1. What are metals, non-metals, and metalloids?
Ans. Metals, non-metals, and metalloids are classifications of elements based on their properties. Metals are typically shiny, good conductors of heat and electricity, and malleable. Non-metals, on the other hand, lack these properties and are generally brittle and poor conductors. Metalloids exhibit properties intermediate between metals and non-metals.
2. How can we differentiate between metals and non-metals?
Ans. Metals can be distinguished from non-metals by their physical properties. Metals are usually solid at room temperature (except mercury), have high melting and boiling points, and are good conductors of heat and electricity. Non-metals, on the contrary, can exist in various states (solid, liquid, or gas), have lower melting and boiling points, and are poor conductors.

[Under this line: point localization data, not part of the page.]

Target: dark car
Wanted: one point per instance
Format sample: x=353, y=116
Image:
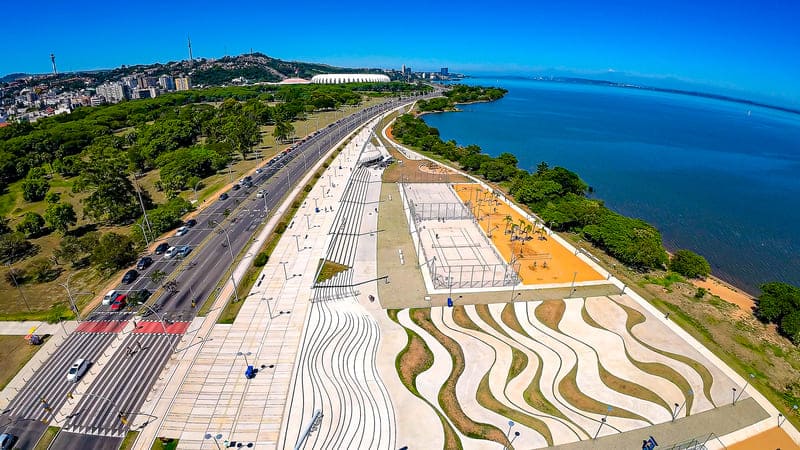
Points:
x=144, y=262
x=130, y=276
x=119, y=303
x=140, y=296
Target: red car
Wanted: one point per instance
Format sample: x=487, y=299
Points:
x=119, y=302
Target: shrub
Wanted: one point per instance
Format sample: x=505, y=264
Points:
x=689, y=264
x=261, y=259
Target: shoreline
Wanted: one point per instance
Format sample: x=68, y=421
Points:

3. What are some examples of metalloids?
Ans. Some examples of metalloids include silicon, germanium, arsenic, antimony, and tellurium. These elements possess properties of both metals and non-metals, making them useful in various applications such as semiconductors and alloys.
4. What are typical elements?
Ans. Typical elements refer to the majority of elements that are found in the periodic table. These elements can be classified as metals, non-metals, or metalloids. They form the foundation of the periodic table and are essential for understanding the properties and behavior of various chemical elements.
5. What is the diagonal relationship in chemistry?
Ans. The diagonal relationship in chemistry refers to the similarity in properties between certain pairs of elements located diagonally to each other in the periodic table. For example, lithium (Li) and magnesium (Mg) exhibit similar behavior due to their comparable atomic sizes and ionization energies. This relationship is attributed to the parallel trends in atomic properties across periods and can be observed in other pairs of elements as well.